This will be my judgment: Pav, read no further until you’ve posted your own . . .
. . .
i feel as though the debate was a draw, here’s why:
The topic itself raises two seperate questions:
First, do repression and coercion work for providing social stability? (Tab’s primary focus)
and
Second, ought repression and coercion be used in the first place? (this would be the “for and against” question - Tent’s primary focus)
- So, right off the bat, we have our two participants in the debate focusing on seperate issues, and in the ensuing confusion little (beyond what we already knew going in) is actually resolved.
Tab argues that repression and coercion work to provide the aforementioned social stabilty, at least for finite, though sometimes quite extended, stretches of time. Here, he seems to have the good fortune of arguing for the self-evident in that regard. Though he does so with his usual verve and wit (and cool little visuals), there is no escaping the fact that he is simply pointing out the obvious. Even Tent agrees with the basic point here. Now, Tab, as we all know, is a wiley enough debater not to stop there. He goes on to make the very interesting assertion that periods of repression are actually beneficial for societies in transition because they weed out the dross from the pool of potential up and coming leaders,
- Quite a fascinating proposal, but, here, he does not have the advantage of arguing what is already readily apparent, and, imo, fails to persuasively demonstrate his theory beyond simply stating how it might work if it were true, leaving the impression that it’s just a cool, clever idea he thought up over a bowl of wheatabix and camel-milk one morning, rather than something he actually knows to be the case. As for coercion, he again points out the obvious (as he very well should) when he talks of the need for recognized, legitimate enforcement of social rules and the essential role it plays in society as we have come to understand it, but does not make the case for the more extreme forms of coercion (brutality and systemic killings, say), or how those might be any more likely to stabilize, rather than destabilize, a given society.
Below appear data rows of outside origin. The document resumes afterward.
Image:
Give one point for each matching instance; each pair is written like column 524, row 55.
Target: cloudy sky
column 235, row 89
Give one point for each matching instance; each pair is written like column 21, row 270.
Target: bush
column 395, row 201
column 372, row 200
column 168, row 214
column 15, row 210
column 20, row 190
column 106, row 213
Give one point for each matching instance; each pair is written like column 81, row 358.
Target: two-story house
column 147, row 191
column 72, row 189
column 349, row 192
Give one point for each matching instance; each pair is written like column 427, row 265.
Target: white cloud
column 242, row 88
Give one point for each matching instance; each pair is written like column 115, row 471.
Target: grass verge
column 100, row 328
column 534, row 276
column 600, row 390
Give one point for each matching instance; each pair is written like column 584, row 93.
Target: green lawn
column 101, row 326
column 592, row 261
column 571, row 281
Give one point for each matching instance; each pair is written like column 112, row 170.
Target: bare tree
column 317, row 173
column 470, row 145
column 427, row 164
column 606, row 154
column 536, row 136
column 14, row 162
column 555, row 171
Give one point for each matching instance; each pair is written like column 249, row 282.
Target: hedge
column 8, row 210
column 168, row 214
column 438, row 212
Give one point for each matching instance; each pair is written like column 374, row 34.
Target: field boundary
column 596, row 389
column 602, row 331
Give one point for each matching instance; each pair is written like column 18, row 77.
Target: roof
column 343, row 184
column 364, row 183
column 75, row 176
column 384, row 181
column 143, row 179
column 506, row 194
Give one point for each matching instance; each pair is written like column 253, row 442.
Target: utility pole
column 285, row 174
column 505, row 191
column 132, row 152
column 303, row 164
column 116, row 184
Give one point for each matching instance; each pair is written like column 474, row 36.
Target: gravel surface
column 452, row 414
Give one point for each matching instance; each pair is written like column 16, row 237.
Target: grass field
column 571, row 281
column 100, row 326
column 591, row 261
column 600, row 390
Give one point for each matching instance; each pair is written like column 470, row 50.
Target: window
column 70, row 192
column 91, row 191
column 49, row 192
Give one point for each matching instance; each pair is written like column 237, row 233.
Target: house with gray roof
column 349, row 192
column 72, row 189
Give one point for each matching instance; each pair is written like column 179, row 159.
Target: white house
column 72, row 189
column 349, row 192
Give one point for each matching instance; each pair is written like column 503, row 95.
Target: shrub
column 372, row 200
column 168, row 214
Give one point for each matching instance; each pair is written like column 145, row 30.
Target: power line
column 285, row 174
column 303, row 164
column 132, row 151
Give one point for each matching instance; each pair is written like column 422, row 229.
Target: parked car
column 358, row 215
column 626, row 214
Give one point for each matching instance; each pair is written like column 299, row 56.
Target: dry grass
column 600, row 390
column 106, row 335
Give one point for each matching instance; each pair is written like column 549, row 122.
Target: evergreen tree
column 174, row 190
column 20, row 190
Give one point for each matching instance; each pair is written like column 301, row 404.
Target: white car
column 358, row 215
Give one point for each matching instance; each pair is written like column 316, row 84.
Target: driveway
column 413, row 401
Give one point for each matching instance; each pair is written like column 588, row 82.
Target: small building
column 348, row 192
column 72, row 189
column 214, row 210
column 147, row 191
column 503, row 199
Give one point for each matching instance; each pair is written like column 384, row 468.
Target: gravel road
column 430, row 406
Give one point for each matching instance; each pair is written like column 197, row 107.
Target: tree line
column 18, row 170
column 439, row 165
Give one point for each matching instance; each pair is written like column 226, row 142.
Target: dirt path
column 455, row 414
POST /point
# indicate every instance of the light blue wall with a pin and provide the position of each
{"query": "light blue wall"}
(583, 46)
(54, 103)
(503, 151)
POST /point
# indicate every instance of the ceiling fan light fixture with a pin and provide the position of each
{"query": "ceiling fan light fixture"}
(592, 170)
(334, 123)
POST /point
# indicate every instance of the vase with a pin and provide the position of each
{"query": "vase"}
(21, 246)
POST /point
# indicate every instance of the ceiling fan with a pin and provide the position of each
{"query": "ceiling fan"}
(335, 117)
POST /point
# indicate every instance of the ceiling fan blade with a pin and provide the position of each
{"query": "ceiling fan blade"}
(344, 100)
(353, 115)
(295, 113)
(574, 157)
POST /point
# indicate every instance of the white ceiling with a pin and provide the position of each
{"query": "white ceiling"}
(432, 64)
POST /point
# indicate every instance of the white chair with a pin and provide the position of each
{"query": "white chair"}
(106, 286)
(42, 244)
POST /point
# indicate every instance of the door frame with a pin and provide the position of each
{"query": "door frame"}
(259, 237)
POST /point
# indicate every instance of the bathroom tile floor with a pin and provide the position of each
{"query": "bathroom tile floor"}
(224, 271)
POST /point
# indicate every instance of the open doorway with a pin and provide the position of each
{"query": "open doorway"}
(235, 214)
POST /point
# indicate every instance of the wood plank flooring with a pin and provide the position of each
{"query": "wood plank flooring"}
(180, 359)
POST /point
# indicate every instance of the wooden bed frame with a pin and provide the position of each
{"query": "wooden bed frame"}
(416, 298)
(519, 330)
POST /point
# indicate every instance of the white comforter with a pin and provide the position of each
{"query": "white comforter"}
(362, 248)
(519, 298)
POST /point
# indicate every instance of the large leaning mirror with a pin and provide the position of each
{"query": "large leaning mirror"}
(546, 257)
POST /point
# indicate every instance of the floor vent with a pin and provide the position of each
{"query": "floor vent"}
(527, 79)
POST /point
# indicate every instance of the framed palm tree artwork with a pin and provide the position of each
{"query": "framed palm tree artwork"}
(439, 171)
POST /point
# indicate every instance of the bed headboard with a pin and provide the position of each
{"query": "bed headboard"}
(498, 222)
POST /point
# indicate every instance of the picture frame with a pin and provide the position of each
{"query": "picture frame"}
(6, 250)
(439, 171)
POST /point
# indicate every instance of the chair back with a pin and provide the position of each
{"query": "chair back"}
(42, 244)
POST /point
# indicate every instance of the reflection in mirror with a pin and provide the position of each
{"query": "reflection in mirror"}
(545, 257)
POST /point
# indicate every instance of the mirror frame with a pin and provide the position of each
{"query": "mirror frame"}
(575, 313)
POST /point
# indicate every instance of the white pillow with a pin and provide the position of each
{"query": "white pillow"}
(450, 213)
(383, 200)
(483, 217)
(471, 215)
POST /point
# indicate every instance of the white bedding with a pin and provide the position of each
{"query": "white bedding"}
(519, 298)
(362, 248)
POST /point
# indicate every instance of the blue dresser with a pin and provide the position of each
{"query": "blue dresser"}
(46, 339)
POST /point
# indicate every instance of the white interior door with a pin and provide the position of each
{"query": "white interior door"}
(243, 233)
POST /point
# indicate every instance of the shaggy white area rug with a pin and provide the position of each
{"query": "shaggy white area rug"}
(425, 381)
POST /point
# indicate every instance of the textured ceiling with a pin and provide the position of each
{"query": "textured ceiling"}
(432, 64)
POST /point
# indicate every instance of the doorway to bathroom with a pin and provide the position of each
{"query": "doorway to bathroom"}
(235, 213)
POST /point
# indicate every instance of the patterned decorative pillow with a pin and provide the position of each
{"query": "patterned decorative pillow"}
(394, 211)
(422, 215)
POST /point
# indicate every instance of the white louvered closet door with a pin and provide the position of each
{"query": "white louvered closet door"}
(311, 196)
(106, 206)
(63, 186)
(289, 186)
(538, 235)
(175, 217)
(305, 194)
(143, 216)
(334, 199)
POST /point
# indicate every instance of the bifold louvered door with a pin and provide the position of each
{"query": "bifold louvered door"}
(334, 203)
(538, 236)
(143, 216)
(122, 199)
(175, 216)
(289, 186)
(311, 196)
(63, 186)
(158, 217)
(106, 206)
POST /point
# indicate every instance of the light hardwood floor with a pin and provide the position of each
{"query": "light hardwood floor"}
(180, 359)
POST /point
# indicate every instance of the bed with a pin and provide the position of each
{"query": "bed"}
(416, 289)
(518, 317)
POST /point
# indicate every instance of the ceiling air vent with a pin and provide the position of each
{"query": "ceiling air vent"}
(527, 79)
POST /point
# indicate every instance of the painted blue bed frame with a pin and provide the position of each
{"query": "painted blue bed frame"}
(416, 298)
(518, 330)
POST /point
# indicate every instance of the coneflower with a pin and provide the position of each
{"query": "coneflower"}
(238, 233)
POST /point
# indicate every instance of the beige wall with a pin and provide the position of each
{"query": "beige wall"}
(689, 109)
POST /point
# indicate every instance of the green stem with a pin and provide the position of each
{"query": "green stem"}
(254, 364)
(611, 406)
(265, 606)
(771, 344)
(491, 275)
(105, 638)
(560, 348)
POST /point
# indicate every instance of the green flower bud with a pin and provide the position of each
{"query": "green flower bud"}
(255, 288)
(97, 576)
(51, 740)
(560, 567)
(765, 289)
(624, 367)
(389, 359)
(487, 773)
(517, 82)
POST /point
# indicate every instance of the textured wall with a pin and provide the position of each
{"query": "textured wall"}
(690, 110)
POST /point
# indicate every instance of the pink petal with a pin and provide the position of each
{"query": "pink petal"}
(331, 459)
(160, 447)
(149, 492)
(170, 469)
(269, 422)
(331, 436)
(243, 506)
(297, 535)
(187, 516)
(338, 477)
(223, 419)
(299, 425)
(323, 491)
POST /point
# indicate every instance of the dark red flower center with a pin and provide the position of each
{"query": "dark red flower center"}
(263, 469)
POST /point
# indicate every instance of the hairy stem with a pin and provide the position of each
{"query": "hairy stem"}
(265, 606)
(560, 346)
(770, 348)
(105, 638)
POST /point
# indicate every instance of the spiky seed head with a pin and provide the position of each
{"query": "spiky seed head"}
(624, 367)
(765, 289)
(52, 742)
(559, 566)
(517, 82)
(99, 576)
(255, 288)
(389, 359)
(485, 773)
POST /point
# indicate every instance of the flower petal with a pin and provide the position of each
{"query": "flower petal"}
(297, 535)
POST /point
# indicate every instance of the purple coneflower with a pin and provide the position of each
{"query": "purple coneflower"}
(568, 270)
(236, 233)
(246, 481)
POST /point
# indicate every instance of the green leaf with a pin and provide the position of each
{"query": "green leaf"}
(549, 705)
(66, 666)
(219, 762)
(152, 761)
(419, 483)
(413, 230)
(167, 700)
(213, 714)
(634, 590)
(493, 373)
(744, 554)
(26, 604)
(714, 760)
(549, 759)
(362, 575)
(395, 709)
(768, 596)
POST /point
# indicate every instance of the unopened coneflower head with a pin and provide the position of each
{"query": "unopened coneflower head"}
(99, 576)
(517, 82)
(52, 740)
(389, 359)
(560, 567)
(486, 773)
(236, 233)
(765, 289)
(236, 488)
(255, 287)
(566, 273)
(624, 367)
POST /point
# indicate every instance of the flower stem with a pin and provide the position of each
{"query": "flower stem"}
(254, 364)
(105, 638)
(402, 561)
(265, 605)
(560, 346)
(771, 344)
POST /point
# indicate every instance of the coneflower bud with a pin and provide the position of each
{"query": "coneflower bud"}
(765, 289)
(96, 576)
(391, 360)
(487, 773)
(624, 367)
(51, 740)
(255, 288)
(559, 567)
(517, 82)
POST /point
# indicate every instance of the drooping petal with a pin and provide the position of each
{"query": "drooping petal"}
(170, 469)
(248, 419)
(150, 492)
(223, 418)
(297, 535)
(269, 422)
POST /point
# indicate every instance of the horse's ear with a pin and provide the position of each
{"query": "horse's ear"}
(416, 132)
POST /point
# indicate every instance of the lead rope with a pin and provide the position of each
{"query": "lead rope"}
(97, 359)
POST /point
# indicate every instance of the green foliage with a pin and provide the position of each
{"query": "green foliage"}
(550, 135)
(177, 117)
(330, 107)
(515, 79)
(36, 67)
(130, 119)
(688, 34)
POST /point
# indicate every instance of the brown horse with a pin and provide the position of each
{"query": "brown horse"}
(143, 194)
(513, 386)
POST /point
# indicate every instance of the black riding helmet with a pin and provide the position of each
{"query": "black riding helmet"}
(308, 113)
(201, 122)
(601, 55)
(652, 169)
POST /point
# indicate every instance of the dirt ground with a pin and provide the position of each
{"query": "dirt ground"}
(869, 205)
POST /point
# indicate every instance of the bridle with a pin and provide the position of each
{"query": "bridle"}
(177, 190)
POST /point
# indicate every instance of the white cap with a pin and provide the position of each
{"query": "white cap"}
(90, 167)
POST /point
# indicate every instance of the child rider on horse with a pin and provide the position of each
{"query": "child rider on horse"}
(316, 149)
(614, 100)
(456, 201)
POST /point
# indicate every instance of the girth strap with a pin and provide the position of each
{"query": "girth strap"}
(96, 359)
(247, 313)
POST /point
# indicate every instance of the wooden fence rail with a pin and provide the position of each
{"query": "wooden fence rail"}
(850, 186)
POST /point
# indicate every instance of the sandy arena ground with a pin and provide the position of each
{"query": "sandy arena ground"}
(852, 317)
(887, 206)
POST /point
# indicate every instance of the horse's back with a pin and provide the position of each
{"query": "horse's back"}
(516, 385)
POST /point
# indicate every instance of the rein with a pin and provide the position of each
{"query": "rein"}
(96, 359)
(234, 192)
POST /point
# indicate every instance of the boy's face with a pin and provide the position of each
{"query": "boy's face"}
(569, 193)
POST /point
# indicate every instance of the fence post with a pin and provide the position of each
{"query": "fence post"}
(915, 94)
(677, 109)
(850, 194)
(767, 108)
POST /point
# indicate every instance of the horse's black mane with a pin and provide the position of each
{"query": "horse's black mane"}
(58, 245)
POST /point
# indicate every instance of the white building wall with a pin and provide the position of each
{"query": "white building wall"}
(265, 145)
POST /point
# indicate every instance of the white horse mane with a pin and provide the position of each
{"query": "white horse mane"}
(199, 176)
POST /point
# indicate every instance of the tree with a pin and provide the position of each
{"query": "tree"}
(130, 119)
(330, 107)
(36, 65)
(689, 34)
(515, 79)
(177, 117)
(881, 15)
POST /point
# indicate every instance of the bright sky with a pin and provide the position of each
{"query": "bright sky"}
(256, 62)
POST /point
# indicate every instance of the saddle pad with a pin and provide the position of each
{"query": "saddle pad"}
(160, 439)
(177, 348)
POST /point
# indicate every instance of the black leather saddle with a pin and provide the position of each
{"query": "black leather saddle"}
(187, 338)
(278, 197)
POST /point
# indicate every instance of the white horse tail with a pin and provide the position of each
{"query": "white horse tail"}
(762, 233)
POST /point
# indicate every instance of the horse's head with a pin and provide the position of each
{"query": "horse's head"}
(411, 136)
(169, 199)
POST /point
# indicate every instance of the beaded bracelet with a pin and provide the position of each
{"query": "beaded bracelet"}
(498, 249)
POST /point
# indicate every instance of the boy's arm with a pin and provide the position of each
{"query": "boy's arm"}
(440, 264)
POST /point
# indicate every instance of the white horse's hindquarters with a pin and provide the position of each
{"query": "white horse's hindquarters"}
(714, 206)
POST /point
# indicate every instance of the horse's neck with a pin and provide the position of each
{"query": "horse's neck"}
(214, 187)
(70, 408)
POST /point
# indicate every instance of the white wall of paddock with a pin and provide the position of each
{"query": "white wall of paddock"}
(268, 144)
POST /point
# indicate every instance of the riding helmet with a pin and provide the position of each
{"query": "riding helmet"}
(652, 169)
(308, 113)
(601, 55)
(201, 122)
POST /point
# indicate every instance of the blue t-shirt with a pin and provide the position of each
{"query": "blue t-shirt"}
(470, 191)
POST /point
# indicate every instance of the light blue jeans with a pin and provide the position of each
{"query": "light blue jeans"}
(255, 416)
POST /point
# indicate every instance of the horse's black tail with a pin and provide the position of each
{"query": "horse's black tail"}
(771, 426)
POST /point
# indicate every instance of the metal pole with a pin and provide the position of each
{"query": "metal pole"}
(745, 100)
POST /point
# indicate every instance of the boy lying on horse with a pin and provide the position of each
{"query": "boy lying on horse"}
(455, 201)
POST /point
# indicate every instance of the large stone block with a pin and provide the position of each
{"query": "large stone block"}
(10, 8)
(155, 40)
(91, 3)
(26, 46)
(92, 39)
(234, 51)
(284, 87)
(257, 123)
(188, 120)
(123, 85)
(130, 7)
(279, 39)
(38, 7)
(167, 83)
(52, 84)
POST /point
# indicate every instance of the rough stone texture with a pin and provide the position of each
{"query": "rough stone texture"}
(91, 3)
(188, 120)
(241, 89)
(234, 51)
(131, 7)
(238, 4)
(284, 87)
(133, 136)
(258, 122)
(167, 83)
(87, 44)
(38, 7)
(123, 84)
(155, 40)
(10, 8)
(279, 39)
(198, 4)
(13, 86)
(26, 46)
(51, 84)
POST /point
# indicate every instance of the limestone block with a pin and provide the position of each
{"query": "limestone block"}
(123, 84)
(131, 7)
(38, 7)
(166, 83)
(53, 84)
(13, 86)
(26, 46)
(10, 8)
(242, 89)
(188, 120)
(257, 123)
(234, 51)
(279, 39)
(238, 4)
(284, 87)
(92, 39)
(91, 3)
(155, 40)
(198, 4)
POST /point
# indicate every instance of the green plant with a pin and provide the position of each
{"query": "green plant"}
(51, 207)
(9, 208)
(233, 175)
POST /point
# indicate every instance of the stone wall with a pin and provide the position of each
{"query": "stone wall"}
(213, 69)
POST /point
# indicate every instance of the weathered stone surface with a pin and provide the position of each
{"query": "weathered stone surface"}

Tent, for his part, acknowledges that both repression and coercion as described by Tab can work, for finite periods of time - but rightfully points to the perennial, social crash-and-burn that we see occuring throughout the history of highly repressive regimes, and so posits that it is time for an alternative approach. Reasonable enough, but he fails to really make the case, or to demonstrate the ways in which such boom-bust cycles might be maladaptive. Instead, he talks in vague terms of “restraint”, saying:
He fails, however, to demonstrate this, even admitting that the idea (as appealing as such a paradigm-shift might seem for many of us) finds little creedence historically. So, ultimately, he’s just doing what Tab did: making stuff up to suit his position. It’s good stuff, granted, but he doesn’t really develop it enough to be fully persuasive.
So, in the end, we basically have Tab and Tent kind of talking past one another: Tab making an empirical argument while Tent makes a moral one - and, alas, IMO, neither actually makes a fully developed case FOR or AGAINST repression and coercion.